El pie calzado con una zapatilla deportiva fue lo primero que vio el detective Mac Taylor, mientras recorría a toda prisa el suelo de mármol del vestíbulo del bloque de apartamentos de la avenida York, cerca de la Calle 72.

Mac dejó atrás a dos agentes de policía uniformados y se colocó frente a la puerta abierta, cerca de Aiden Burn, que estaba fotografiando con su cámara el cadáver y el ascensor. El muerto vestía un traje gris que presentaba dos agujeros en el pecho teñidos de sangre oscura.

– ¿Sigue nevando? -preguntó Burn cuando Mac comprobó la hora. Pasaban unos pocos minutos de las diez. Se puso un par de guantes de látex.

– Se espera que el grosor aumente unos diez centímetros más -dijo Taylor acuclillándose junto al cuerpo. Apenas había espacio para los dos CSI y el cadáver dentro de aquel pequeño ascensor.

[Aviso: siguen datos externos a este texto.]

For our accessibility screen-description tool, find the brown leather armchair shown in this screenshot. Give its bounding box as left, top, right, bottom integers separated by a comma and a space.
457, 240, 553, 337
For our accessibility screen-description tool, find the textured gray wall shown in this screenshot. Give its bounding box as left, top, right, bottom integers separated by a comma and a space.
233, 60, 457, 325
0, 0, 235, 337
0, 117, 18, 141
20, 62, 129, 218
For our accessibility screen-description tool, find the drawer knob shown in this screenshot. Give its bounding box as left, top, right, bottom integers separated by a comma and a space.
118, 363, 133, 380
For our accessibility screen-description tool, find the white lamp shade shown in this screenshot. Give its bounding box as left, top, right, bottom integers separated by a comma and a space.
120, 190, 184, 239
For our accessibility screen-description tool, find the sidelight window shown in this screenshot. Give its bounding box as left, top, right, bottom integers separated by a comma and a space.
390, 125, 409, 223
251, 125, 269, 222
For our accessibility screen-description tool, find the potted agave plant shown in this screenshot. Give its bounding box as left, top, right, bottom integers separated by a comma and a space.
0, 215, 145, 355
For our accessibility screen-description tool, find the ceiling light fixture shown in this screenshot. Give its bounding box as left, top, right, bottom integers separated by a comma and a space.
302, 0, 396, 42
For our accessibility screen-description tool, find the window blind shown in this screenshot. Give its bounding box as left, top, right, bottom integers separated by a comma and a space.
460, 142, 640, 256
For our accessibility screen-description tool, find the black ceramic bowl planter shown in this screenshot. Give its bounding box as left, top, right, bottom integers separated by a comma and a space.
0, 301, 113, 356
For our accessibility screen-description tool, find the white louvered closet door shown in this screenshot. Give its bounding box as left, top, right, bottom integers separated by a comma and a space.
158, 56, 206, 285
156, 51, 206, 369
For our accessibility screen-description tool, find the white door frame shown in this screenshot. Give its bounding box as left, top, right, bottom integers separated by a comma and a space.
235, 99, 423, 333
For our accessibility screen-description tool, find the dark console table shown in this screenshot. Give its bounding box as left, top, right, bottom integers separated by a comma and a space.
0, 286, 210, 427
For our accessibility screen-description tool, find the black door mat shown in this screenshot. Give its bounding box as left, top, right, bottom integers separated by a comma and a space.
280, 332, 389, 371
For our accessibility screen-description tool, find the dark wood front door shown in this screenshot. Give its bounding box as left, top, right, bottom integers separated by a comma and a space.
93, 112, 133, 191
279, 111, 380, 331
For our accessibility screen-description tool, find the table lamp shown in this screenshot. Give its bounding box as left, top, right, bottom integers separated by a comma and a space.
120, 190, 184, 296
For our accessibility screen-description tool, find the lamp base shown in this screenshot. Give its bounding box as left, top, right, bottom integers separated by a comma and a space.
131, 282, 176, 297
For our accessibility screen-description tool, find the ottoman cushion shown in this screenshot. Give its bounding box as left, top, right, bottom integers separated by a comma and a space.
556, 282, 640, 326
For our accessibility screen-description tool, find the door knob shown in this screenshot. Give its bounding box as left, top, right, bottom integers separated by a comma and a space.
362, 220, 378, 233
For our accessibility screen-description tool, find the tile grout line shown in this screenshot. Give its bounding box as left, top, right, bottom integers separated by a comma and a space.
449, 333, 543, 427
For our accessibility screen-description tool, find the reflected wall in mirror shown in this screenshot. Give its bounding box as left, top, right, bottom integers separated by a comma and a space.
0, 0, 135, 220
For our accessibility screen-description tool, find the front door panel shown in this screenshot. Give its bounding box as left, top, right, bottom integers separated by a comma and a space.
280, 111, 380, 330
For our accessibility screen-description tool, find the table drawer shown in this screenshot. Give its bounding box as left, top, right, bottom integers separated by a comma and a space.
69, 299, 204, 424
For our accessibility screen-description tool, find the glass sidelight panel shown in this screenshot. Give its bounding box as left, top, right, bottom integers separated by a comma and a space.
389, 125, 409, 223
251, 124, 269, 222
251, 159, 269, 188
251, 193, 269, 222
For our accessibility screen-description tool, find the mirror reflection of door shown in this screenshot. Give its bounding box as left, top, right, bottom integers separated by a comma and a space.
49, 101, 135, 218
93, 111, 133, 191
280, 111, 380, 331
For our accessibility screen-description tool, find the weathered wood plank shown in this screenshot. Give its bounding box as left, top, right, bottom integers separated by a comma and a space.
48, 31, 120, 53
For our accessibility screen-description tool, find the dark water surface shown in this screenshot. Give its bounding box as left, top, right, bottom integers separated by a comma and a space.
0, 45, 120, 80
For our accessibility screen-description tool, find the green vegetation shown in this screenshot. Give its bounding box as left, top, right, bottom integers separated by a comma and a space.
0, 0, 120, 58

– ¿Quién es? -preguntó Mac.

– Su nombre es Charles Lutnikov -respondió Burn-. Apartamento seis, tercera planta.

Lutnikov debía de rondar los cincuenta años de edad, tenía el pelo oscuro y tupido y una barriga prominente.

– El traje no tiene bolsillos -indicó Mac haciendo rodar suavemente el cuerpo, primero a la derecha y luego a la izquierda-. ¿Quién le ha identificado?

– El portero -dijo Burn echándole una miradita al agente de policía que, sin ningún reparo, admiraba en esos momentos su trasero.

– ¿Está casado? -le preguntó Burn al agente sosteniendo la cámara con la mano enfundada en un guante de látex.

– ¿Yo? -preguntó el policía con una sonrisa señalando hacia su propio pecho.

– Usted -dijo ella.

– Sí.

– Aquí hay un hombre muerto -aclaró-. Probablemente se trata de un homicidio. Mírele a él, piense en él y no en mi culo. ¿Podrá hacerlo?

– Sí -respondió el agente dejando de sonreír al instante.

– Bien. Ahí, junto a la puerta, hay un maletín con instrumental. Acérquelo para que pueda acceder a él.

– ¿Una mala noche? -preguntó Mac.

– Las he tenido mejores -dijo Aiden sin dejar de hacer fotos al tiempo que el policía le acercaba su maletín.

Mac tenía fija la mirada en el pecho del hombre muerto.

– Parecen dos agujeros de bala. No hay quemaduras.

Mac observó las paredes, el suelo y el techo del pequeño ascensor forrado con paneles de madera y después se inclinó y tiró ligeramente del cadáver hacia delante.

– No hay orificios de salida -dijo, dejando de nuevo que el cuerpo se apoyase en la pared.

– Entonces las balas siguen dentro -replicó Burn.

– No -aclaró Mac, sacando de una pequeña caja de cuero que tenía en el bolsillo una fina sonda de acero parecida al instrumental de los dentistas.

Con mucho cuidado desabrochó y abrió la camisa del muerto para ver con más claridad las heridas.

– Un disparo -dijo como para sí mismo tocando ambos agujeros con la sonda-. Esta es la herida de entrada. Un calibre pequeño. Está casi cerrada. Esta es la herida de salida, más ancha y de peor aspecto, la piel ha salido hacia fuera.

– Entonces tendría que haber sangre esparcida frente al cuerpo -dijo ella.

– Y la hay -añadió Mac, bajando la vista hasta unas manchitas oscuras en forma de lágrima desperdigadas por el suelo.

Se puso en pie. Apartó la sonda y se quitó los guantes de látex, los metió en una bolsa en su bolsillo, y se colocó otros limpios.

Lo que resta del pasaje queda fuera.